A recent GWAS study identified the 3′ region of the liver- (not brain) expressed PECR gene (rs7590720(G) and rs1344694(T)) on chromosome 2 as a risk factor for alcohol dependency.  These results, as reported by Treutlein et al., in “Genome-wide Association Study of Alcohol Dependence” were based on a population of 487 male inpatients and a follow-up re-test in a population of 1024 male inpatients and 996 control participants.

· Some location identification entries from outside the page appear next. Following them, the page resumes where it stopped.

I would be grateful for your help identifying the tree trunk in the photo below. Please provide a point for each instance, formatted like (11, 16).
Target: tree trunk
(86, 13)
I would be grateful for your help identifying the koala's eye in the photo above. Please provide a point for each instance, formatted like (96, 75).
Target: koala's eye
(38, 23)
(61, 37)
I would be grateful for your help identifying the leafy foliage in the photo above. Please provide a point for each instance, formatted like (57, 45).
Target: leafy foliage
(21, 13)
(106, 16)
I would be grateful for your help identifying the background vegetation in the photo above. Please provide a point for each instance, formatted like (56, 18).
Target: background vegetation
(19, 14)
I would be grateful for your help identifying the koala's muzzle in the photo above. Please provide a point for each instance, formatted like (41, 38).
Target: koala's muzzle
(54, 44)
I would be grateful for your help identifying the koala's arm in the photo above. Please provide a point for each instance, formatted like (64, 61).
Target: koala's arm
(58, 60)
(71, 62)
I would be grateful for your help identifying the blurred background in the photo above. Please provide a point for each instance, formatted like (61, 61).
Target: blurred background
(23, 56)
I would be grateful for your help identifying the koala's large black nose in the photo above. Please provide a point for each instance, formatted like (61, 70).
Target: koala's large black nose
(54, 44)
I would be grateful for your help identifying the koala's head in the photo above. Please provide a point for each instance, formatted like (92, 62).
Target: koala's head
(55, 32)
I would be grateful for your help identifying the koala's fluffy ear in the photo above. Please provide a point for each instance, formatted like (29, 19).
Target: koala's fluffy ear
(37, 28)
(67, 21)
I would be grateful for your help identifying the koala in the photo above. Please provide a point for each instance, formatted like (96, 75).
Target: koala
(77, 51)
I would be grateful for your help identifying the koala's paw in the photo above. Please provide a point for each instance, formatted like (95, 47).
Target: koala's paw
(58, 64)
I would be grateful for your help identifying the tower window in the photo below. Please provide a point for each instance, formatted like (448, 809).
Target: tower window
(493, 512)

The authors also asked whether lab rats who – given the choice between water-based and ethanol-spiked beverages over the course of 1 year – showed differential gene expression in those rats that were alcohol preferrers vs. alcohol non-preferring rats.  Among a total of 542 genes that were found to be differentially expressed in the amygdala and caudate nucleus of alcohol vs. non-alcohol-preferring rat strains,  a mere 3 genes – that is the human orthologs of these 3 genes – did also show significant association with alcohol dependency in the human populations.  Here are the “rat genes” (ie. human homologs that show differential expression in rats and association with alcohol dependency in humans): rs1614972(C) in the alcohol dehydrogenase 1C (ADH1C) gene, rs13273672(C) in the GATA binding protein 4 (GATA4) gene, and rs11640875(A) in the cadherin 13 (CDH13) gene.

My 23andMe profile gives a mixed AG at rs7590720, and a mixed GT at rs1344694 while I show a mixed CT at rs1614972, CT at rs13273672 and AG at rs11640875.  Boooring! a middling heterozygote at all 5 alcohol prefer/dependency loci.   Were these the loci for chocolate prefer/dependency I would be a full risk-bearing homozygote.